Alno has a nice, free kitchen design planner:
Alno USA - TERMS OF USER LICENSE FOR KITCHEN PLANNER
It is, of course, for -their- cabinetry. I used both the Alno and IKEA planners, -and- SketchUp when I was originally intending to redo my kitchen. The Alno one is ONLY metric (so I kept a cheat-sheet of cabinet sizes conversions). It does have nice lighting/3D rendering. You can also change the widths/depths of the cabinets, in case of needing something custom. While I fully intended to only use IKEA cabinets, I found the Alno one less frustrating, less "quirky"...but it does have it's eccentricities, too.
SketchUp is a great application. It has a bit of a learning curve. There is a large collection of IKEA kitchen furn. available in the
library
, and a huge collection of textures. You can download all the
AKURUM
kitchen cabinet bodies in one file. I used SketchUp to create the kitchen/family room "whole environment" -- something I would not be able to do in either of the planners -- to see what the kitchen would look like from the family room. It will take a bit of getting used to.

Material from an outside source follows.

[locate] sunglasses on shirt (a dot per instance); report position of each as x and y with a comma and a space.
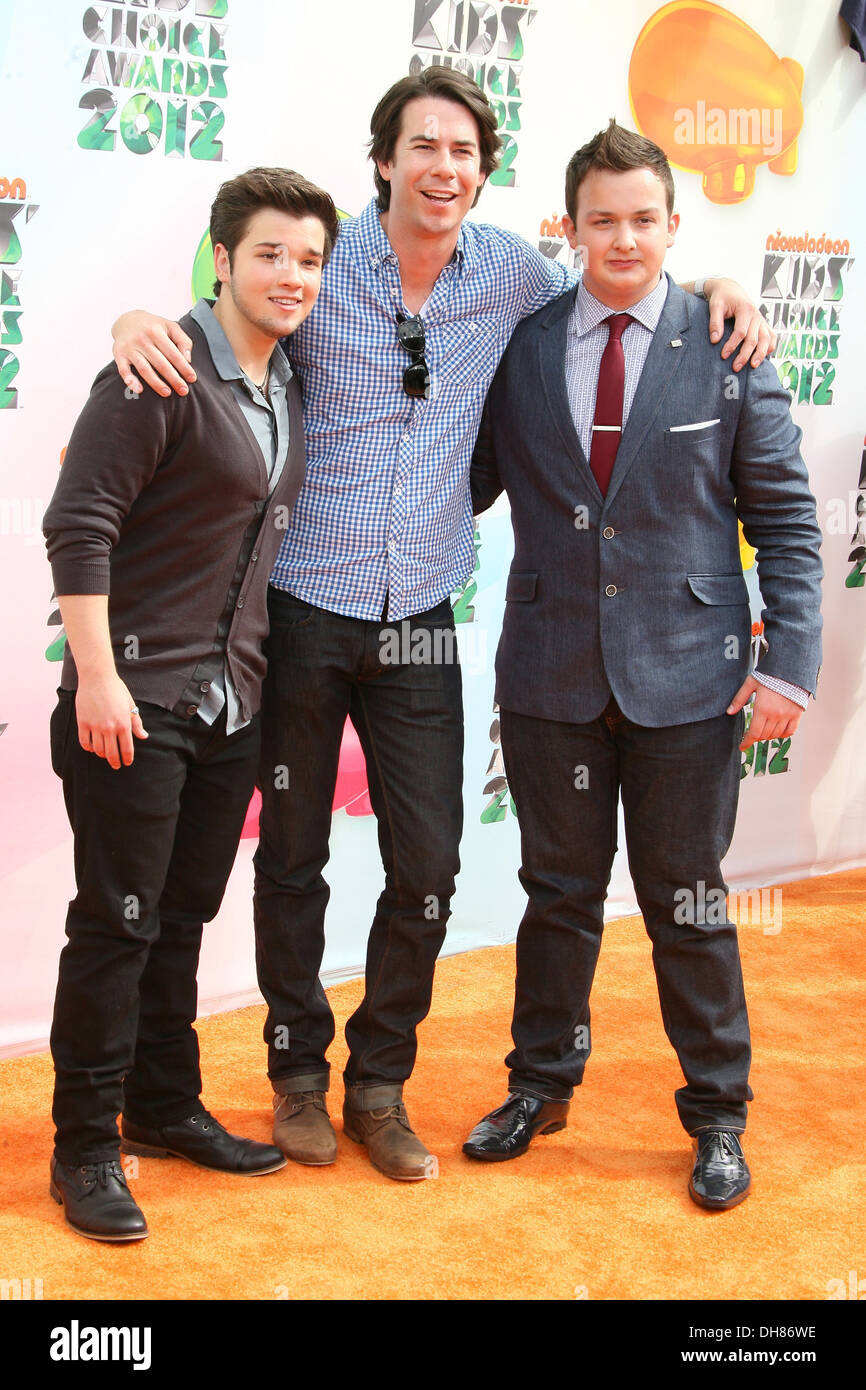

I prefer to use SketchUp on my PC desktop than on my Mac laptop.
There are some other freebie planners; I think Better Homes & Gardens have one, and there's one on DIYnetwork (I was NOT impressed).
I still go back to the IKEA planner for essentials because it's the simplest and easiest... Like re-arranging my sewing room; or re-doing the office cabinets. I'll mess around in the IKEA planner, get ideas, figure things out, and then do a model in SketchUp.
(NB: I've had more trouble
w
/SketchUp v.7 crashing than V.6; but might be my particular config.)